被相続人の立場で「遺言」について書いてきました。
今度は、相続人の立場で考えてみましょう。
相続人は、遺言書があればそれに従うことになります。
しかし、従わなくても良い場合があります。
遺言書と異なる遺産分割を、相続人全員が合意した場合(遺言執行者がいる場合は同意が必要)には、遺言書の内容どおりの遺産分割に従わなくてもかまいません。
遺言書が無い場合、民法上定められた法定の相続分に応じて、相続人間で遺産分割をすることになります。

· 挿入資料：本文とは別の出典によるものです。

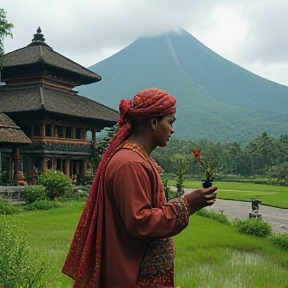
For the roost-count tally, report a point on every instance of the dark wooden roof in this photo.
(41, 97)
(39, 53)
(10, 133)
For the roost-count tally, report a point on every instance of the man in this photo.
(123, 237)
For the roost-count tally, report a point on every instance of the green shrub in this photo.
(256, 227)
(18, 268)
(42, 205)
(7, 208)
(78, 192)
(34, 193)
(56, 184)
(217, 216)
(280, 240)
(5, 178)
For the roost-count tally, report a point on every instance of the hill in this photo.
(216, 99)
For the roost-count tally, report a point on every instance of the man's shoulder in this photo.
(125, 155)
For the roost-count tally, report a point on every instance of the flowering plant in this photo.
(209, 162)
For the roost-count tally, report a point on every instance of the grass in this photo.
(208, 254)
(211, 254)
(50, 233)
(276, 196)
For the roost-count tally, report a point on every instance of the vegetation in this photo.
(265, 157)
(208, 253)
(18, 267)
(34, 193)
(256, 227)
(56, 184)
(270, 195)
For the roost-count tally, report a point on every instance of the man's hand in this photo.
(201, 197)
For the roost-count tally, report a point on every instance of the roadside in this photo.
(277, 217)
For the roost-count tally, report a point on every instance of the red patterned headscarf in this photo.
(83, 262)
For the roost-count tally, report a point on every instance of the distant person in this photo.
(123, 236)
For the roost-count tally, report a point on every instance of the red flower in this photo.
(196, 153)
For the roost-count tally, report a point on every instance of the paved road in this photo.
(278, 218)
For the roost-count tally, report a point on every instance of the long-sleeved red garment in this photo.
(136, 248)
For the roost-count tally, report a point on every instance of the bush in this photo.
(217, 216)
(34, 193)
(256, 227)
(280, 240)
(17, 266)
(42, 205)
(56, 184)
(6, 207)
(78, 192)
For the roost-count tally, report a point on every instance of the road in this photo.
(278, 218)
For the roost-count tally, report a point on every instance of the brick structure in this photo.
(39, 98)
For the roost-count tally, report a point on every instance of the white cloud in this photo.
(243, 31)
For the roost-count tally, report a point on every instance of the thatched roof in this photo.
(39, 54)
(45, 98)
(10, 133)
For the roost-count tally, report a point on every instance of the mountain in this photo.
(216, 99)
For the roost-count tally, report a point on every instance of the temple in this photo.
(39, 98)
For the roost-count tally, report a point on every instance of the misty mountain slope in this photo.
(216, 99)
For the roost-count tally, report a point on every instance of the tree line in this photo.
(263, 157)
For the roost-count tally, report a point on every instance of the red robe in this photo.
(136, 217)
(137, 223)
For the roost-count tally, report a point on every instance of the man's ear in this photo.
(153, 123)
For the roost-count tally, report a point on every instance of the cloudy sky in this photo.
(250, 33)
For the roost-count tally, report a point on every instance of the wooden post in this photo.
(44, 165)
(0, 163)
(93, 130)
(16, 162)
(67, 167)
(84, 167)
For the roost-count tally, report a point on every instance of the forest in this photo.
(265, 159)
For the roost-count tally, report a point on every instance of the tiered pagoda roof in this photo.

もちろん、法定の相続分どおりではなく、協議(合意)により自由に分割することが出来ます。
遺産分割協議の結果は、遺産分割協議書にまとめます。
その後、不動産や預貯金、各種財産の名義書換等を行います。
相続人に未成年者等がいる場合は・・・・
「相続人の中に未成年者がいる場合」
相続人が未成年の場合、親権者が代理人になります。
相続人ではない親権者がいない場合、親権者は代理人になれません。
子の代理人として第三者の特別代理人の選任が必要となります。
特別代理人の選任手続は、家庭裁判所への申し立てが必要です。
例:夫が死んで、妻と子(未成年)が相続人
親が自分の利益を優先させて子供にとって不利益な協議が成立してしまう場合が考えられるため、親が自分の相続人としての立場と子の代理人を兼ねる(利益相反)ことは民法で禁止されています。
「相続人の中に認知症・痴呆等の方がいる場合」
家庭裁判所に後見開始の審判の申立(状況により保佐・補助)を行い、本人のために成年後見人を選任し、成年後見人が本人を代理して相続手続きに参加します。
「相続人の中に行方不明者がいる場合」
所在不明や、生死不明である場合には、家庭裁判所に不在者財産管理人の選任を申し立てる方法と、失踪宣告の申し立てをする方法が考えられます。